State in Sh588m bailout bid for Telkom Kenya

A man walks past Orange shop along Koinange Street in Nairobi. PHOTO | FILE

What you need to know:

  • The Treasury has requested Parliament to allocate Telkom Kenya Sh90 million for salaries, Sh338 million for pending bills, including travel agency fees and another Sh110 million for unspecified expenses.
  • Telkom is plagued by a combination of losses and a drop in revenue that has negatively impacted on the telco’s cashflows, prompting shareholders to pump in more cash and write off its debts.

Telkom Kenya is set to receive a Sh588 million bailout from the Treasury to pay salaries and settle pending bills if MPs approve a request for the amount made by the Treasury through a supplementary budget tabled in Parliament on Thursday.

The Treasury has requested Parliament to allocate Telkom Kenya Sh90 million for salaries, Sh338 million for pending bills, including travel agency fees and another Sh110 million for unspecified expenses.

This is the latest cash request to Parliament made by Treasury secretary Henry Rotich in an effort to bail out Telkom Kenya which has continued to sink deeper into the red.

Telkom is plagued by a combination of losses and a drop in revenue that has negatively impacted on the telco’s cashflows, prompting shareholders to pump in more cash and write off its debts.

The amount that the Treasury has requested is however far below what the management had asked its two shareholders – France Telecom which owns 70 per cent of the company and the Kenya government which holds a 30 per cent stake-- to refinance Telkom’s cashflow needs for quarter four of the year amounting to Sh2.08 billion.

This means that, even if granted in total, the bailout cash will only relieve the firm in the short term.

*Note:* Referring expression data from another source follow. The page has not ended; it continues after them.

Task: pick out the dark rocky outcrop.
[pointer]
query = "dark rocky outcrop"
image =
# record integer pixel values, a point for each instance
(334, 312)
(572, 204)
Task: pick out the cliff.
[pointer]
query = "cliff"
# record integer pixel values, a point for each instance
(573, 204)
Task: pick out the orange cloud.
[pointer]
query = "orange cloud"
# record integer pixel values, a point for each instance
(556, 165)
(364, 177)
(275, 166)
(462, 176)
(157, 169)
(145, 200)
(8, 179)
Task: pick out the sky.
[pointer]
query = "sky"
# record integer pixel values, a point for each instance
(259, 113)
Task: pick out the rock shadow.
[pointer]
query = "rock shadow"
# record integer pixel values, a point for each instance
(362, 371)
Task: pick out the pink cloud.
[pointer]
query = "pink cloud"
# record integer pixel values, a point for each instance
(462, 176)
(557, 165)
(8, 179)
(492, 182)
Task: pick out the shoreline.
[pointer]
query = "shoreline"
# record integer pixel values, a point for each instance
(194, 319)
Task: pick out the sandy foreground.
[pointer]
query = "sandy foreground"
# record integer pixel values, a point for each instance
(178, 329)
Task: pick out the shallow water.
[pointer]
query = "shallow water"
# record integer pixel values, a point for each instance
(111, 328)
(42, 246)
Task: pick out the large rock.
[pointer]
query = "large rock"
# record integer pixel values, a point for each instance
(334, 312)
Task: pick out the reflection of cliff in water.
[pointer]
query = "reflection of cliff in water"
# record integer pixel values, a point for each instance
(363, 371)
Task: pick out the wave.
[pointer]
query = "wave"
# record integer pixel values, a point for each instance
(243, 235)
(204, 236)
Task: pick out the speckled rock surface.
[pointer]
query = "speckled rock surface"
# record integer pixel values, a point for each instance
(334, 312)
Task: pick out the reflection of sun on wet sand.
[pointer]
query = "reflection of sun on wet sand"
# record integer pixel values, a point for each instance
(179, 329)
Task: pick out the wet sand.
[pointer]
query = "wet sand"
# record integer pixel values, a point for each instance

The firm which was a State parastatal before privatisation in 2007 has previously also made a Sh17.8 billion cash call to repay a loan advanced by parent firm France Telecom’s subsidiary, Orange East Africa.

News of the bailout request comes weeks after it emerged that Vietnamese firm Viettel had pulled out of talks to buy out Telkom Kenya after the government failed to honour some of its requests, key among them being that it should acquire up to 80 per cent of the telco.

France Telecom had hoped to return the loss-making firm to the profit zone by 2010 and list at the Nairobi Securities Exchange by next year — a target that has been made impossible by its stay in the loss-making territory.

Telkom Kenya has continued to make huge losses despite efforts by the two shareholders to clean up its books. The firm has partly tried to shore up its accounts by selling assets to boost cash reserves that have over time been eroded as competition intensified and call tariffs dipped.

Telkom Kenya has in the past sold 11 houses valued at Sh80 million in Gilgil, Nakuru County.

Until 2012, the government had a 49 per cent stake in Telkom Kenya while France Telecom held the remaining 51 per cent.

But the State ceded a nine per cent stake in December 2012 following a Sh30 billion debt write-off before losing another 10 per cent stake in June last year after it failed to inject Sh2.4 billion in a Sh10 billion rights issue.

The last dilution caused a public uproar after MPs claimed that taxpayers lost at least Sh30 billion in the conversion of shareholder loans to equity.